You see here that ape only has 156MB available on its root filesystem. This is pretty tight: any time you get close to 90% full on a filesystem, the kernel has to do a lot more work to decide how to place the files you want to store. With a near-full filesystem, storing a larger file can take more time because it often needs to be broken up into smaller chunks and distributed across the disk, which means more moving parts.
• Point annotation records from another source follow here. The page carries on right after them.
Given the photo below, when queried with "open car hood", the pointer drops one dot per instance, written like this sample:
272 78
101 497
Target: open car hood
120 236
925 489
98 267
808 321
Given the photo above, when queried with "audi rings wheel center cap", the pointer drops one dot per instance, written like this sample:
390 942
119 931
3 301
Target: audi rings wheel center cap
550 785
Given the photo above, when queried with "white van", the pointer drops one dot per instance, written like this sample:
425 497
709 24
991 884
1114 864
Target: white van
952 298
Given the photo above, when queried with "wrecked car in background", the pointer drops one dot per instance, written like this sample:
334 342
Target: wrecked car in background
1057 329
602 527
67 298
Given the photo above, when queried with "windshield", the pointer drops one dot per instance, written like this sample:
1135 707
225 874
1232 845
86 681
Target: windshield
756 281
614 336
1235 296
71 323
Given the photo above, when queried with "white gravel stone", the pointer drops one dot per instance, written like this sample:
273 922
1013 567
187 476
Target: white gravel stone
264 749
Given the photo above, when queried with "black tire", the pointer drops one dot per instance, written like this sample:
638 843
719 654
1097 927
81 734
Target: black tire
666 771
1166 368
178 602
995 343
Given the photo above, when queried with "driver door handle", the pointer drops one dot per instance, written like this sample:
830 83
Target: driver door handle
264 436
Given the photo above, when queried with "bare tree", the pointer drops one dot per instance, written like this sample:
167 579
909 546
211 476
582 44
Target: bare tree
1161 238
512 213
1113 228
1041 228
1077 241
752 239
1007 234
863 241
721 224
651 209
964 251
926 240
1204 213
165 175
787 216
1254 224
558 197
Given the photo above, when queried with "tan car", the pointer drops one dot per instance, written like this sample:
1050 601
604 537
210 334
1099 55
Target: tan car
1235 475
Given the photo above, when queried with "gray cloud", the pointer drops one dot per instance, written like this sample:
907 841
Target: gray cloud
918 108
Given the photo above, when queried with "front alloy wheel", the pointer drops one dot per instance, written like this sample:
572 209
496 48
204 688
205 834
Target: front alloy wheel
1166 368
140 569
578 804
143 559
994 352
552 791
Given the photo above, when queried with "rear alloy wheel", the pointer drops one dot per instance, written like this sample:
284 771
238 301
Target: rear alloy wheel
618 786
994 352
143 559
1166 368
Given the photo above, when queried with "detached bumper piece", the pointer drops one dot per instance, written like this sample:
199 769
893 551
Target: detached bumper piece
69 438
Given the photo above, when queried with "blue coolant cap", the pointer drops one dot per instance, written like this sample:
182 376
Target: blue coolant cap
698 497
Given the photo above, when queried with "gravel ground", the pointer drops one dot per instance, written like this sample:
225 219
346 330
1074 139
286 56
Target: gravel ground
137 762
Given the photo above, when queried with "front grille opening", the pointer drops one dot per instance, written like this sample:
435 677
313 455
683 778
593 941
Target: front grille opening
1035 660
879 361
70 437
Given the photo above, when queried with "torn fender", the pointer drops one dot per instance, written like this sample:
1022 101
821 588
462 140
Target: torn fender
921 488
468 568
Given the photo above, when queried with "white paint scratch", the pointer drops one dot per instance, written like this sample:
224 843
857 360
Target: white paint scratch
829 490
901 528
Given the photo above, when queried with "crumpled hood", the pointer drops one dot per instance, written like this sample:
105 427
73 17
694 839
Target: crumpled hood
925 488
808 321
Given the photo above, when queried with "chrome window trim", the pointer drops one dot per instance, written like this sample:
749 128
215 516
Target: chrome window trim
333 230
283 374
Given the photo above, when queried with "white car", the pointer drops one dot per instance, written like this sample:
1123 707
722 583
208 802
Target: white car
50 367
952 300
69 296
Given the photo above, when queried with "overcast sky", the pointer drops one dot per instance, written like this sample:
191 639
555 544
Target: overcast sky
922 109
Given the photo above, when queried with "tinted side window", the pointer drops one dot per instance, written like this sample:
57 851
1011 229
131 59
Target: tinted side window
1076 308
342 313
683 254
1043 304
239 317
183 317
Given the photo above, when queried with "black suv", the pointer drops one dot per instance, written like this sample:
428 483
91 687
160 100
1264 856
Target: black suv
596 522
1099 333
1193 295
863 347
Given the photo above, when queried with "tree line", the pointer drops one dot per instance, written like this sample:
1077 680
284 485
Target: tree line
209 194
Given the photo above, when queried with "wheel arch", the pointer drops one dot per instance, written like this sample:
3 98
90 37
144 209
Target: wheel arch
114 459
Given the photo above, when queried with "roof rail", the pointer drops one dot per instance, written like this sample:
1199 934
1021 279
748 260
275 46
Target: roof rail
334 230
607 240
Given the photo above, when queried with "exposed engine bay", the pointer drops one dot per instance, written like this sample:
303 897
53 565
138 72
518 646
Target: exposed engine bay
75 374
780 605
But the modern operating system kernel hides almost all of these shenanigans from the end user pretty well, so you usually won't notice performance degradation from full filesystems until they're actually full, and you get the nasty hard errors mentioned above. This brings me to the flavor of disk-related resource that often does cause performance problems...

Disk Throughput

Where disks are most likely to cause user-visible sluggishness is in their throughput, not their capacity. Accessing data off of a disk (or writing data to a disk) is extremely slow when compared to other parts of a modern computer. If the user has to experience this behavior directly, they'll likely feel like the computer is sluggish.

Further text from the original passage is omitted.